Alla Nutribullet ritrova anche Weber, Pinkins e Pellegrino.
«Con Brianté e Ciccio ho già parlato – racconta –. Mi hanno detto che a Treviso manca solo vincere le partite.
Il club permette ai giocatori di pensare solo alla pallacanestro e di rendere al massimo».
Alessandro Cappelletti: “Gruppo con talento, ora invertiamo la rotta”
Lo scorso 7 dicembre, con Trapani, Cappelletti aveva battuto Treviso.
«Quel giorno ho visto molto talento. In carriera mi è capitato di stare in squadre che raccoglievano meno del loro valore: in quei casi va eliminata la negatività».
L’obiettivo è chiaro:
«Con me e con Macura puntiamo a raggiungere la salvezza».
Il Palaverde nel destino
Il nuovo play torna indietro nel tempo:
«14 febbraio 2015, TvB-Omegna di A2 Silver. Ci ho pensato quando ho firmato.
Per me, allora alle prime esperienze, fu un impatto incredibile: un palasport da Serie A, gli stendardi dei trofei, il pubblico pieno. Indimenticabile».
E in Serie A al Palaverde i ricordi sono positivi:
«Tra Verona, Brindisi e Trapani ho vinto tre volte su quattro. Firmerei subito per continuare così anche con Treviso».
Il ruolo con coach Nicola
Cappelletti ha già parlato con coach Nicola:
«Nel basket moderno è fondamentale avere più trattatori di palla. A Sassari eravamo addirittura in tre. Credo sia un’arma che Treviso finora non ha potuto sfruttare».
Subito l’esordio contro la Virtus
Domenica debutto a Bologna contro la Virtus, da ex:
«Non fu un anno facile – ricorda – arrivavo da due infortuni pesanti, ma il club fu esemplare e mi permise di rimettermi in sesto senza pressione».
Sulla partita:
«Non esistono gare impossibili. Andremo a Bologna a mente sgombra, carichi dopo la vittoria con Varese.

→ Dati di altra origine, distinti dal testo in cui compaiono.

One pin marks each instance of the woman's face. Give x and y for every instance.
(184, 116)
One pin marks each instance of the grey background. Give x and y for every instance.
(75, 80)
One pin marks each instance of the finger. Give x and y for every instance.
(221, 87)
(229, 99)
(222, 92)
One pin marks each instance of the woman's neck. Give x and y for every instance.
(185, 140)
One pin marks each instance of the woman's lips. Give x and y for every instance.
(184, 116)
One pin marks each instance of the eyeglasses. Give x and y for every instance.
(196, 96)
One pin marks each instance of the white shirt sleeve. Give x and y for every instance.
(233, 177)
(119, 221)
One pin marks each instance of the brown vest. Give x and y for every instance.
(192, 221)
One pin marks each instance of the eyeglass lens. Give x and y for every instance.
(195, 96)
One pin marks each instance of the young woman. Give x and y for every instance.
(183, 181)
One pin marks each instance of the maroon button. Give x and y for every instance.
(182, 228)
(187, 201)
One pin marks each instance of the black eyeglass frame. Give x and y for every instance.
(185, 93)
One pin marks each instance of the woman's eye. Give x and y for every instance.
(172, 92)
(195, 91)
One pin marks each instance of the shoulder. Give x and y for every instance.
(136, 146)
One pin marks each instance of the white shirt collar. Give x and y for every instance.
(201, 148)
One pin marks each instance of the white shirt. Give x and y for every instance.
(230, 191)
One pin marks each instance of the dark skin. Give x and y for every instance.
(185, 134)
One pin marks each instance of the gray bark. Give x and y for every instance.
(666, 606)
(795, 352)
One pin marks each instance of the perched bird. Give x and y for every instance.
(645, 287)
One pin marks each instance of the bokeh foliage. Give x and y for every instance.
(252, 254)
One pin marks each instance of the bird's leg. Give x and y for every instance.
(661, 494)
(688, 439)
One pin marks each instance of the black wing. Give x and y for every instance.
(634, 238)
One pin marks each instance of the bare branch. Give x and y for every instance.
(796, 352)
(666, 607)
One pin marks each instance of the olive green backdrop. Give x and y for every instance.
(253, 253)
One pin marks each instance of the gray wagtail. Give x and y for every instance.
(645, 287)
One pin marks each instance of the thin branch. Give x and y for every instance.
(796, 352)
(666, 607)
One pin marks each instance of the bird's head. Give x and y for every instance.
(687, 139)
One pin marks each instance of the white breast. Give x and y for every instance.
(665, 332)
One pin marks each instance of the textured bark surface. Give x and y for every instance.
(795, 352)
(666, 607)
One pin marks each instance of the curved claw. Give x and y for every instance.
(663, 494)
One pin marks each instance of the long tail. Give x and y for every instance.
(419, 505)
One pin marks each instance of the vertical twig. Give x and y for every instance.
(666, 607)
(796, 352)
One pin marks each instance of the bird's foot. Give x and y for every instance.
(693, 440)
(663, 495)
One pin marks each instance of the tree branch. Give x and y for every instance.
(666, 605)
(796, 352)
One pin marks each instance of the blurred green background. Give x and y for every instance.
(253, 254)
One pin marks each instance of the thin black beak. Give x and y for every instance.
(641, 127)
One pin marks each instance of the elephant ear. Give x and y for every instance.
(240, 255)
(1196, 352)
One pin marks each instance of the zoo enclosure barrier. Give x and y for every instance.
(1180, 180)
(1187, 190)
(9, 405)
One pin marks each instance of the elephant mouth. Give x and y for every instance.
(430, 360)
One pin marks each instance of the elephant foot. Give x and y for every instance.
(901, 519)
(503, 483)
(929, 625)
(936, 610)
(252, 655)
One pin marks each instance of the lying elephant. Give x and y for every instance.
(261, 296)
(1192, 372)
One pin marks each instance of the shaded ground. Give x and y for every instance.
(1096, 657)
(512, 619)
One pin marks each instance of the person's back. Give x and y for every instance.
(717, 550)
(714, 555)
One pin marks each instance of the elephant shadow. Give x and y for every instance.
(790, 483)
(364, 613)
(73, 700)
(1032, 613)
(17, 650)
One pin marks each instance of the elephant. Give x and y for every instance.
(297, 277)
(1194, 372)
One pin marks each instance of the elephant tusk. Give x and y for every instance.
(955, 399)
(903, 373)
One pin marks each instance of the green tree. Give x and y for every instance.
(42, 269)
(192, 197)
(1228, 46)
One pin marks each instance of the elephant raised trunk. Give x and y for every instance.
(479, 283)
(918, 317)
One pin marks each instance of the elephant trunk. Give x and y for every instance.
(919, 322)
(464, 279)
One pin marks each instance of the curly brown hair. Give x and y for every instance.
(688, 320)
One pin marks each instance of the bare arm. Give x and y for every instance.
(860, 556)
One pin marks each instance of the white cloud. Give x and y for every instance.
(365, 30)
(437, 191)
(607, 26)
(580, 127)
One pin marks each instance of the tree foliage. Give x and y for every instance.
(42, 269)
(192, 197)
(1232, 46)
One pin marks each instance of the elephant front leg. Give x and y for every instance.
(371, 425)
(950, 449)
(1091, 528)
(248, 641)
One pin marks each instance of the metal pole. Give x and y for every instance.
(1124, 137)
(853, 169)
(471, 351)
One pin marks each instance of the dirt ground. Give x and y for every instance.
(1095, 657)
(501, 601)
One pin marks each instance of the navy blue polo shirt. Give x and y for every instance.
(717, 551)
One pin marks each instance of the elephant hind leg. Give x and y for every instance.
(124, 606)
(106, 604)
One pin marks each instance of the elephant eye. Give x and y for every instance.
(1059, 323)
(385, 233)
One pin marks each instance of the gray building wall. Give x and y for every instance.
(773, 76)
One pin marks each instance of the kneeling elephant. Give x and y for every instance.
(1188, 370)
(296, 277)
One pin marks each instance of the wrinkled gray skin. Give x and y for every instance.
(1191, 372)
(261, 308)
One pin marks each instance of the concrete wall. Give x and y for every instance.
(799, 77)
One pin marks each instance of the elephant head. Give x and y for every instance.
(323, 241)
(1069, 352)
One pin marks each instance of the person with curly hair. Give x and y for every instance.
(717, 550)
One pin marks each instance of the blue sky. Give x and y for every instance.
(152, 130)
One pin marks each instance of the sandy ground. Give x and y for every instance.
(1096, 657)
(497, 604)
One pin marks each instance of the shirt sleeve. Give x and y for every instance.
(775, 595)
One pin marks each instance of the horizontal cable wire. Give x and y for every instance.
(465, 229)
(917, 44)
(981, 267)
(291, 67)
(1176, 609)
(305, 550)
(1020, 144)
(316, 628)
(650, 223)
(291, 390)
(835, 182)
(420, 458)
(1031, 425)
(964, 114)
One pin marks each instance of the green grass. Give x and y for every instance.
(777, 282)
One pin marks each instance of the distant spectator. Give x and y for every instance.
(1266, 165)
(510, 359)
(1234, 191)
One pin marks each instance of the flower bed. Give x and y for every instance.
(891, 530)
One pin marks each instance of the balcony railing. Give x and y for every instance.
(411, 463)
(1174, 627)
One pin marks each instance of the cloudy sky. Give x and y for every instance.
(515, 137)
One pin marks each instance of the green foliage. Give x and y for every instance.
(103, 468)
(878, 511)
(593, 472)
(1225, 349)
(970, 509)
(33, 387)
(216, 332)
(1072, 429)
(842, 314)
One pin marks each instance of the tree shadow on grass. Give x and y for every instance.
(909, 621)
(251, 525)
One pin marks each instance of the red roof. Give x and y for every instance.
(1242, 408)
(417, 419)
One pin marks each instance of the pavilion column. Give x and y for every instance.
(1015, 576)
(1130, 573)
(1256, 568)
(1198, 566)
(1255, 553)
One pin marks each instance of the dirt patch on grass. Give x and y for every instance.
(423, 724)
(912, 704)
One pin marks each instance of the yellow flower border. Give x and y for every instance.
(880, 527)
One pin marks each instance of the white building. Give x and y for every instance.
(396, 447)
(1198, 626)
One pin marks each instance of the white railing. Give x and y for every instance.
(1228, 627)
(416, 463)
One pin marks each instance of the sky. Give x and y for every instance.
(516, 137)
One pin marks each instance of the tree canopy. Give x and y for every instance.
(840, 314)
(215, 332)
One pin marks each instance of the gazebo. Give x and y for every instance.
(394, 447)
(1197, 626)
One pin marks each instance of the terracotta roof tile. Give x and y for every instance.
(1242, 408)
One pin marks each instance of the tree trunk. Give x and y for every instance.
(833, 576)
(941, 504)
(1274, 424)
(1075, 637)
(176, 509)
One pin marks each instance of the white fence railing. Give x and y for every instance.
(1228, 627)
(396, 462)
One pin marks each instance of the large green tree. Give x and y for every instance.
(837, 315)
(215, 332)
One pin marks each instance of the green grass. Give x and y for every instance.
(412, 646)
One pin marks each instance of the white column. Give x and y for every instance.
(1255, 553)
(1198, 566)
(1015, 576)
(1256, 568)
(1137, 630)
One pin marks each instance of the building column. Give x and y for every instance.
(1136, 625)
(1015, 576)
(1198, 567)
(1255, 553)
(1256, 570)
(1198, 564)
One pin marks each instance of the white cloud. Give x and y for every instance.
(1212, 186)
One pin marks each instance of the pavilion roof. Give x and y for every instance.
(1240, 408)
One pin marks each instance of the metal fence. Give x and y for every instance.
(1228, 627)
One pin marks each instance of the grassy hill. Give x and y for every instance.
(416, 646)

Da qui in avanti ci aspettano 14 finali per la salvezza».
Mercato TvB: manca solo il lungo
La ricostruzione invernale della Nutribullet è quasi completata.
Macura e Cappelletti hanno aumentato la qualità del roster
rotazione ora a nove uomini
resta da sostituire Perkins con un lungo straniero
Non sarà Pauly Paulicap, accasatosi a Manresa.
L’identikit è chiaro: ala-centro con gioco interno, compatibile con Pinkins e Radosevic.
Tempo per crescere
L’esclusione di Trapani offrirà a Treviso quattro settimane di sosta tra febbraio e marzo per consolidare i nuovi equilibri.
Ora la palla passa al campo.
Con Cappelletti, la Nutribullet ha aggiunto esperienza, leadership e fame di riscatto.